I want to join the Caribbean novelist Maryse Condé along the Niger River in Mali in the late 18th and early 19th centuries. She writes her Segu in quest of her Bambara ancestors, and I am in search of the world known by the ancestors of Suriname slaves, who people my current history book. The men in the wealthy Traoré family of Segu travel widely for war, religion, trade or wives, but I will settle in Segu itself, then at the height of its political power. I will follow the slaves to the fields of millet and cotton. I will walk into the Traoré compound through its sculptured gates and marvel at the storehouses full of crops, gold dust and cowrie shells. Little children will be swirling about, protected by their strings of amulets and cowries. I will accompany the Fa, the head of the Traoré clan, as he walks the busy streets to the king’s court, and, with Condé as my translator, I will marvel at the griots clustering around him, singing his praises and those of his ancestors. Especially, I will note the difference between the revered fetish priests, with their necklaces of horns and teeth and their belts hung with divining rods, and the newly arrived Muslim teachers in their dark robes and shaven heads, enticing the Segu boys to the Quran. In that difference lies Segu’s future, with the triumph through conquest by a purist Muslim preacher (although some converts feel that Allah will forgive them their amulets).

– Natalie Zemon Davis

Ulysses (1918)

James Joyce

The Dublin that sings in my imagination is the one celebrated and sung and explored by James Joyce, in Ulysses, on “June 16th 1904,” largely seen through the eyes of Leopold Bloom and his wife, Molly, and conjured into life by the seductive and hypnotizing dialogue of Bloom and Stephen Dedalus and their companions: at the cemetery where they planted Paddy Dignam, the Sandymount beach where Bloom masturbates while watching a teenage girl across the sands, Buck Mulligan’s Martello Tower, Mabbot Street in Nighttown, the snug in Barney Kiernan’s pub in Little Britain Street (on the site of which is now a hairdresser’s) and Davy Byrnes’s, which Joyce frequented and which still exists, a gourmet restaurant now, advertising itself as “Dublin’s Most Famous Pub.”

Grafton Street, a seductive long street of shops and pubs, now closed to motor traffic, is alive and well. Along it we cannot help almost hearing the tapping stick of the blind young piano tuner, who left his tuning fork behind. And, of course, 7 Eccles Street, the Bloom house, on whose sidewalk the fabulous small-hours conversation between Bloom and Stephen Dedalus takes place, a street that has, alas, been extensively reworked.

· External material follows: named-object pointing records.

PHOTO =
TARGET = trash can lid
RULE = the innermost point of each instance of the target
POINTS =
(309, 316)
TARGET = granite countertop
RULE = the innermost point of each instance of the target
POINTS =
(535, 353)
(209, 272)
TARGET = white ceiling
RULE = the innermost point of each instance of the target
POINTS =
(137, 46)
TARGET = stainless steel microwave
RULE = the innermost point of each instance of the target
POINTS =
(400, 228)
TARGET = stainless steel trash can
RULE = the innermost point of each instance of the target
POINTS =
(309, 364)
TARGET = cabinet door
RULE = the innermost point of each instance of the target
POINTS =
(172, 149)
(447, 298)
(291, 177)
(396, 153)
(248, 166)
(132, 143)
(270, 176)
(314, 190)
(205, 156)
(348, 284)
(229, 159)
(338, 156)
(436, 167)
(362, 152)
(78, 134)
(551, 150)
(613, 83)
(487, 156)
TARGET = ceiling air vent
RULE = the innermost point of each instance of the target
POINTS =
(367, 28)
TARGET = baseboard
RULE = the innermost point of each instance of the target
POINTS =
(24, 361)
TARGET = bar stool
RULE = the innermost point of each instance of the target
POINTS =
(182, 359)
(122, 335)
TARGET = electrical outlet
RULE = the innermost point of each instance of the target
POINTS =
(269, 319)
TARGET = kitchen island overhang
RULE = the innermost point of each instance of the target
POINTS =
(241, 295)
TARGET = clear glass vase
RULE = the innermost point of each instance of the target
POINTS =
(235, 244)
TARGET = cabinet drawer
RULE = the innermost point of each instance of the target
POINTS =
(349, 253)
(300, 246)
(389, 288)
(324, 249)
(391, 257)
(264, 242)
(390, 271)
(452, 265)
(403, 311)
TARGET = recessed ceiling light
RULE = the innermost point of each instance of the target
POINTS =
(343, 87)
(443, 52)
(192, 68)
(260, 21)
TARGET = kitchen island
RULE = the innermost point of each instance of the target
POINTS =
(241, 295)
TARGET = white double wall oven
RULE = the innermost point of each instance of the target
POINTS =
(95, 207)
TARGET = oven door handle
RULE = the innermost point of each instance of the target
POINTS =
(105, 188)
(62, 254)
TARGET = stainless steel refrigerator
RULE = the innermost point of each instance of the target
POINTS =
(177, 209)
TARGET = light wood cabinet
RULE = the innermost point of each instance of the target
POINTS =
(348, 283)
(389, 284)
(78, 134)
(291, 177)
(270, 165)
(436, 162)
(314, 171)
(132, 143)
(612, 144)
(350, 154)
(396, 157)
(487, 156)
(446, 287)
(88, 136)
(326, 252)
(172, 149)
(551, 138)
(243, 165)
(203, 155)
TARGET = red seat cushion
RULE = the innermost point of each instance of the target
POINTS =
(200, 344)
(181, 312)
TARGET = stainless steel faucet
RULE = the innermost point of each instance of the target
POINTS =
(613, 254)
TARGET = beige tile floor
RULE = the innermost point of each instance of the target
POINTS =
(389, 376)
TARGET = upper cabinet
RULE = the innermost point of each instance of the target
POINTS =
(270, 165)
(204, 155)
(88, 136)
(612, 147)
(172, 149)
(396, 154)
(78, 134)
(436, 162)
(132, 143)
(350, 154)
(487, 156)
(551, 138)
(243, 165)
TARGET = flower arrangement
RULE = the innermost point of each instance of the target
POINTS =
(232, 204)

All, all alive, and resonant, and almost more vivid, in the memories of Joyce’s fans (for me Ulysses is easily the best novel ever written, and I am not alone) … almost more vivid as narrative recollection than they are as real and present places.

– Patrick Watson

Infinite Jest (1996)

David Foster Wallace

Wanted: Athletic reader-travellers willing to relocate to David Foster Wallace’s O.N.A.N. (Organization of North American Nations) for a minimum of three months and a maximum of, well, permanently. Mostly, while you are here, it will be the Year of the Depend Adult Undergarment (time is now subsidized by corporations). Do you enjoy tennis? Let’s home in on the heart of the novel, the cardioid-shaped Enfield Tennis Academy in Boston. Here is how to play tennis with a thousand-page book: chase the ball from main narrative to endnote, 388 times. Play with your whole heart. Are you Canadian? Bring your sense of humour: America is launching its waste at us.

Wallace’s Infinite Jest is infinitely silly. But it is also wondrously deep. I have been here for three years, and it feels like home. Meet me at the bar called The Unexamined Life on a Friday when the bouncers are blind. Alas, poor Yorick! Do you wish you knew him? I can arrange it.

– Jessica Grant

The Lover (1984)

Marguerite Duras

For its transporting erotic atmosphere, I choose the 1929 Saigon of Marguerite Duras, a city in the waning days of French rule.

In The Lover, two unlikely people meet on a ferry crossing the Mekong River. He is rich, Chinese and experienced. She is poor, French and inexperienced.

Soon, the unnamed girl is sneaking away from her boarding school to spend afternoons in the unnamed man’s street-level apartment in Cholon, the Chinese section of Saigon. They make love, torment each other and stare lazily at the circling ceiling fan. The only contact with the outside world is through slatted shutters: “Whiffs of burnt sugar drift into the room, the smell of roasted peanuts … the smell of the city is the smell of the villages upcountry, of the forest…”

Because it is a French novel, the lovers have fantastic style. (She with her threadbare “almost transparent” dress, “gold lamé” heels and “brownish-pink” fedora. He in his “light tussore” suit.) Because it is Duras, the story is rueful and sepia-toned, seedy and romantic. It brims with doomed desire, moral complications and existential philosophizing. The spell Duras casts is so sultry and hypnotic, you may find yourself stirred up, in a sweat, dreaming of Saigon for many days.

– Kyo Maclear

Their Eyes Were Watching God (1937)

Zora Neale Hurston

I am drawn to the tradition and sense of community of black people in the Deep South. Travel back with me to a half century past slavery to the Everglades in Florida and an area called The Muck. That is where lovers Janie and Tea Cake begin life anew in Zora Neale Hurston’s Their Eyes Were Watching God. The couple settle into a tiny cabin on the shores of sprawling Lake Okechobee, where Janie sloughs off her life of privilege as wife of the mayor of all-black Eatonville. Tea Cake teaches Janie to hunt game. Together they fish in the teeming waters while Seminoles in dugouts paddle by. The couple picks beans alongside a community of seasonal workers. They spend their money at the “jook,” where “pianos live three lifetimes in one” and where “the blues are made and remade” every night. Some evenings Tea Cake sits on his doorstep, strumming his guitar. Neighbours gather to swap tales and to gamble. A roll of the dice and a man might forfeit a week’s wages. But tomorrow is another day. And, The Muck, hidden from the world behind a wall of cane, is a place for living in the moment.

– Donna Bailey Nurse

The October Country (1955)

Ray Bradbury

If you are tired of Barbados or the French Riviera—or of sunlight in general—and looking for a less-travelled off-season getaway, consider Ray Bradbury’s The October Country, “where the hills are fog and the rivers are mist; where noons go quickly, dusks and twilights linger, and midnights stay.” This is a country “composed in the main of cellars, sub-cellars, coal-bins, closets, attics, and pantries faced away from the sun,” so accommodations may be less than four star, but visitors who persevere will appreciate such offbeat attractions as mirror mazes, catacombs, calliope music and “those things they keep in a jar in the tent of a sideshow on the outskirts of a little, drowsy town.” A one-way ticket may be a wise investment; some visitors never return.